Why Hire a Lawyer to Draft Your Will?
End of life and disability are delicate and difficult topics for all involved. Estate planning and planning for potential future incapacitation enables you to retain control over your life, your person and your assets once you are no longer able to make decisions for yourself.
Having a current Will is the only way to ensure that the assets that you have spent your working life accumulating will be distributed according to your wishes upon your death. Your lawyer can assist you in identifying and addressing scenarios you may not have considered, and will draft the wording necessary to make sure your intentions are accurately reflected.
If You Already Have a Will
Even if you have a valid Will, it is recommended that you review and, if necessary, update your Will and other estate planning tools on a regular basis in order to ensure that they still reflect your current situation and wishes. Additionally, new estate planning laws were introduced at the end of March 2014 which may affect how your current Will is interpreted if it was prepared before that date. Speaking with your lawyer will help you to decide whether or not to revise your Will in light of this new legislation.

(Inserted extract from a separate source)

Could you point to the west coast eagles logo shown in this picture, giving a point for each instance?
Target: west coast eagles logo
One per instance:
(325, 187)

Consulting with your legal and accounting professionals in identifying and implementing your estate planning objectives can maximize the portion of your estate which will go to your loved ones, and avoid creating unnecessary tax and other financial consequences.
Varying A Will
If a Will does not make “adequate provision” for a Will-maker’s spouse or children, section 60 of the Wills, Estates and Succession Act allows the court to vary the Will so that it is “just and equitable in the circumstances”.
What is “adequate provision” and “just and equitable in the circumstances”, though, is very subjective and is ultimately up to the judge hearing the case. This ability to subjectively alter the terms of a Will means that if a Will is contested the control over the distribution of assets is shifted from the Will-maker to the judge.
Litigation is very costly. If a Will is contested under the Wills, Estates and Succession Act , there will ultimately be less money available to all beneficiaries as a significant portion will likely be spent on legal fees. Litigation is also very stressful for all parties involved. A Will-maker’s intention may be to favour a certain beneficiary by leaving him or her the bulk of the estate. However, if the Will is contested as a result of this unequal distribution, the “favoured” beneficiary will then be put through the stress of court proceedings during what is very likely already an emotional time.
The best way to prevent this is to draft a Will which, if the assets are unequally distributed among spouse and children, clearly sets out the reasoning for doing so and attempts to be as fair as possible in the circumstances.
Minor Beneficiaries – Guardians and Trust Monies
If you are responsible for minor children, having a valid Will is the only way to ensure that you control who will be responsible for their care and maintenance in the event of your death.
Specific wording is also required if you wish someone other than the government to have control over money or assets left to minor beneficiaries. In the absence of this wording, all funds left to a minor beneficiary must be forwarded to the Public Guardian and Trustee (“PGT”) for administration until the beneficiary reaches the age of majority.
The PGT charges an initial fee for receiving these funds, as well as an ongoing fee for administering the funds. In addition to the costs associated with administration by the PGT, the guardian of the minor beneficiary would have to apply to the PGT for money to use for the care and maintenance of minor beneficiaries.